Вот такая вот история, сынок. Её нам и тётки рассказывали, и бабушка сама, Фёкла Тихоновна. Царства им всем Небесная! А платочек этот долго у нас хранился.
Я жа его помню. Кашемировый такой, зеленоватого цвета. Но его уже не надевали при мне, а как память хранили. Мы ещё с сестрой, покойницей Любой, тайком от бабушки доставали его из сундука, бабушкиного сундука и примеряли его. Ну, так, знаешь? Потаясь! А вот к кому он потом попал, не могу сказать. Так что, видишь, Паша?
– И что с тем монахом, родственником нашим стало? –спрашиваю я. – Ушёл и всё? Куда ушёл? – таких подробностей я не слышал от деда.
– С этим монахом? Его, Паша, видали в Ирусалиме. Егор Егорыч рассказывал. Ну, а он жа по монастырям ходил. И где он потом был, чаво с ним? Никто не знаить!
– Кха-кха, кха-кха… И какая жа тут любовь? – слегка прочистив горло, спрашивает отец. – Яму жа энткая люмбовь нужна! Табе какая любовь нужна, Паш?
– А ты, отец, не спеши! Я знаю, какая ему любовь нужна! Знаю, знаю! А вот зачем я табе всё это рассказала? Скажу! Када в Лобачах стали церкву крушить, то вот этот Егор Егорыч, он иконы стал спасать. В точности я табе не могу сказать, как это вышло. Можа, он заранее знал, что вот завтра кумунисты примутся за церкву, а он нонча и стал их выносить из церквы. Скорее всего, так и было, потому что икон он много спас. Потом он жа многим нашим верующим эти иконы и раздавал. Ты вот видишь, сынок, эту икону? – мать указала на Марию и Иосифа. –Её ведь тоже из церквы вынесли, но из Нижне-Реченской. Там жа такая картина была. Там – Терёхины, что над речкой живуть, – ты их помнишь? Терёхиных?
– Да, конечно, помню!
– Так они в Нижней Речке спасали иконы, а у нас в Лобачах – Егор Егорыч. Несмотря на то, что этот Егор Егорыч по жизни метался туда-суда, но был он беззлобный. Муху пальцем не обидить! Безобидный, беззлобный и всегда улыбалси, всегда улыбалси! Но! По женской части, вишь, какой был? Бедокурный! А женщины-то видать, его за энту улыбочку и уважали. Ага!.. Слухайте дальше. А дальше – больше! Жила у нас на Земляках, под курганом, это туда, внизу у яра, Настя Землякова.

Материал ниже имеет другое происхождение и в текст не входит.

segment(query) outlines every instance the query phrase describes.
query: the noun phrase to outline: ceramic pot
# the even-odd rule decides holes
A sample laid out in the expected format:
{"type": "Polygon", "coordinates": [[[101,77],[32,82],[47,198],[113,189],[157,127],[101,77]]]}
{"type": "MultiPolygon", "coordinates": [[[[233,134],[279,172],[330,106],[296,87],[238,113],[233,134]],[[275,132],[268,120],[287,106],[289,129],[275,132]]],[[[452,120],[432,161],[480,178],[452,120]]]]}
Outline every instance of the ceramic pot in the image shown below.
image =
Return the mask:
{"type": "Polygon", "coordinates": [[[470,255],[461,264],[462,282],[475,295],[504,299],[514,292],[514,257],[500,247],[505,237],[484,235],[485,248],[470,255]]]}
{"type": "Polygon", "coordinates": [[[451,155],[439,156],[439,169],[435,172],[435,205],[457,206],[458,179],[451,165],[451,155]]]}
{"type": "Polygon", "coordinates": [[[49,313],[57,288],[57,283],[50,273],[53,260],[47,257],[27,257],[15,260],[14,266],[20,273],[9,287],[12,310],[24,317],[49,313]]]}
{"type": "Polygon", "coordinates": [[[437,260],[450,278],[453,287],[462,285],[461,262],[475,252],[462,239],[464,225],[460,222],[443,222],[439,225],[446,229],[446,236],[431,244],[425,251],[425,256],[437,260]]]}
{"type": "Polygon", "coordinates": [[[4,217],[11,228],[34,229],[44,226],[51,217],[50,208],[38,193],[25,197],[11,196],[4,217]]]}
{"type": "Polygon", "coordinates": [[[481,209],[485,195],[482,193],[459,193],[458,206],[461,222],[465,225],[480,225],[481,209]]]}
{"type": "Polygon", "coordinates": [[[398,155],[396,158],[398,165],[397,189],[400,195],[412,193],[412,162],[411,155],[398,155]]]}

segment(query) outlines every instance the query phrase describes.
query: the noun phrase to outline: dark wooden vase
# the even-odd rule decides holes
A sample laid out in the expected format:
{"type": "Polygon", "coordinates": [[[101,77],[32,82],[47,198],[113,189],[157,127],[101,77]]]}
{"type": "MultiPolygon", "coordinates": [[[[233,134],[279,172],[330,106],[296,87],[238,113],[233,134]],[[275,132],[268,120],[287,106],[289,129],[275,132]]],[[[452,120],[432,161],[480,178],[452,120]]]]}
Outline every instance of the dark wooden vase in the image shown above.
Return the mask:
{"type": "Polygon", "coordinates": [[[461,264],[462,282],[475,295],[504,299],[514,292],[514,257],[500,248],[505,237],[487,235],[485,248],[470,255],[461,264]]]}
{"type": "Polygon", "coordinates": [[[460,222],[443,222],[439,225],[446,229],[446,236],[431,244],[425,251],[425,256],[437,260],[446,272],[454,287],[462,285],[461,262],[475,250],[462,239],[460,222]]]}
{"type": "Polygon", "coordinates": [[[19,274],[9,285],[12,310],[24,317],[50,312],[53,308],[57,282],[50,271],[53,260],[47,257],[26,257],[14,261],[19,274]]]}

Земляковых там на Земляках – пруд пруди, и все они нам родственники, а вот Настя – тожа, но далёкая. А жили они вдвоем с матрей Серафимой. И вот красоты Настя была неописуемой! Она хоть и старше меня, но я её помню, Настю. Что походочка, что личико, ну, как говорять, ни в сказке сказать, ни пером не описать! Стройная такая, фигуристая, глаза такие – ясные-ясные! Чистая лазурь! А бровки, будто рисованные, как у меня!..
Отец крякнул и загремел ложкой в кружке, а я улыбнулся и представил ту Настю. У мамы нашей действительно брови были красивые, да и сама она была красавицей с ясными-ясными глазами! Не видя ТОЙ красавицы-Насти, стал я далее, по ходу рассказа, представлять маму нашу – Нину Димитриевну в образе Насти Земляковой.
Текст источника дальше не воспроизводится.